Exhibit Hall | Forum 6
Purpose: To develop an automated vessel wall segmentation method on T1-weighted intracranial vessel wall magnetic resonance images, with a focus on modeling the inclusion relation between the inner and outer boundaries of the vessel wall.
Methods: We propose a novel method that estimates the inner and outer vessel wall boundaries simultaneously, using a network with a single output channel resembling the level-set function height, different from the multi-channel output as in conventional multi-class and multi-label segmentation. The network is driven by a unique tiered loss that accounts for data fidelity of the lumen and vessel wall classes and regularization in the smoothness of class transition and segmentation boundaries.
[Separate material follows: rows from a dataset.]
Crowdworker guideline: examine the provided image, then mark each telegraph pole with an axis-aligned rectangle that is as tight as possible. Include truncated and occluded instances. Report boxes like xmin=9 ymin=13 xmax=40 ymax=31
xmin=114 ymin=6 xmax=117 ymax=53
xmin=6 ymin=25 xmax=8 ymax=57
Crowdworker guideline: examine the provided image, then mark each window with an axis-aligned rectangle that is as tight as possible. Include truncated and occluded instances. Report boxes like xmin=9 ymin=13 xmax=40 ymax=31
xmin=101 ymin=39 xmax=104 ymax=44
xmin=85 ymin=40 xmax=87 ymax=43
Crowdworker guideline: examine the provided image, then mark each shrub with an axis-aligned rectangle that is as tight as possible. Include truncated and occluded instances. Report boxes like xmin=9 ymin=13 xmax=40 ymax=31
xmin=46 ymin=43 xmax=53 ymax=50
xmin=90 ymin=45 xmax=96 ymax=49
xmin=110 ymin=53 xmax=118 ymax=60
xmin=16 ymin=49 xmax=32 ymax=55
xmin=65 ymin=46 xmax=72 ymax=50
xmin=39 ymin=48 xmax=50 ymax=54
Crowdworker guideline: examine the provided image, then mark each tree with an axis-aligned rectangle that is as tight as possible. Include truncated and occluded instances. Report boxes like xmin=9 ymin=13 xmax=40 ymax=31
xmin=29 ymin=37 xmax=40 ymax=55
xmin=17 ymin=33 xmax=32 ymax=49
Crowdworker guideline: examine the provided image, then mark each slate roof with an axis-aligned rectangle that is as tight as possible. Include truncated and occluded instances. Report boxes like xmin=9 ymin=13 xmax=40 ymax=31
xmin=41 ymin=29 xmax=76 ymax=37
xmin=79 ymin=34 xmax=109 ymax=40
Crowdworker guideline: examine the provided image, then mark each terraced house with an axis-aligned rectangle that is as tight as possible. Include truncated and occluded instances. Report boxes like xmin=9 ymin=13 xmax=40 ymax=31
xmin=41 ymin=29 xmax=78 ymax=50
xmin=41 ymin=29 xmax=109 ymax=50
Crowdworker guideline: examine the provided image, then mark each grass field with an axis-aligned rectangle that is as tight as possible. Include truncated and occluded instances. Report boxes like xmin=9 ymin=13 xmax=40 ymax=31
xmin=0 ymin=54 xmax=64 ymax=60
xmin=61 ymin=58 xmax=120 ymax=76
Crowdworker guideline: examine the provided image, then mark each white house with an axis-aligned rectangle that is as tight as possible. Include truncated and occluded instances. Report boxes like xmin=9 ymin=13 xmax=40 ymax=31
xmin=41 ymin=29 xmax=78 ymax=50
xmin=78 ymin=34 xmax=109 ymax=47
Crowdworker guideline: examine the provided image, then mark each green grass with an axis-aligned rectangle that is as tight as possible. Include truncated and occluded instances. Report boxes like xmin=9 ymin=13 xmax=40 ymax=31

Results: The proposed method achieved Dice similarity coefficients (DSC) in 2D of 0.925 ± 0.048, 0.786 ± 0.084, Hausdorff distance (HD) of 0.286 ± 0.436 mm, 0.345 ± 0.419 mm and mean surface distance (MSD) of 0.083 ± 0.037 mm and 0.103 ± 0.032 mm for the lumen and vessel wall, respectively, on a test set with 360 image slices; compared favorably to a benchmark model using multi-label setting that achieved DSC 0.924 ± 0.047, 0.794 ± 0.082, HD 0.298 ± 0.477 mm, 0.394 ± 0.431 mm, and MSD 0.087 ± 0.056 mm, 0.119 ± 0.059 mm. Most importantly, our vessel wall segmentation method achieved significant improvement in morphological integrity and feasibility compared to benchmark multi-label and polar-coordinated segmentation methods.
Conclusion: The proposed method provides a systematic approach to model the inclusion morphology and incorporate it into an optimization infrastructure. It generalizes to other applications where inclusion exists among a (sub)set of classes to be segmented. Improved feasibility in result morphology promises better support for clinical quantification and decision.
Funding Support, Disclosures, and Conflict of Interest: This work is supported in part by NIH/NHLBI R01 HL147355.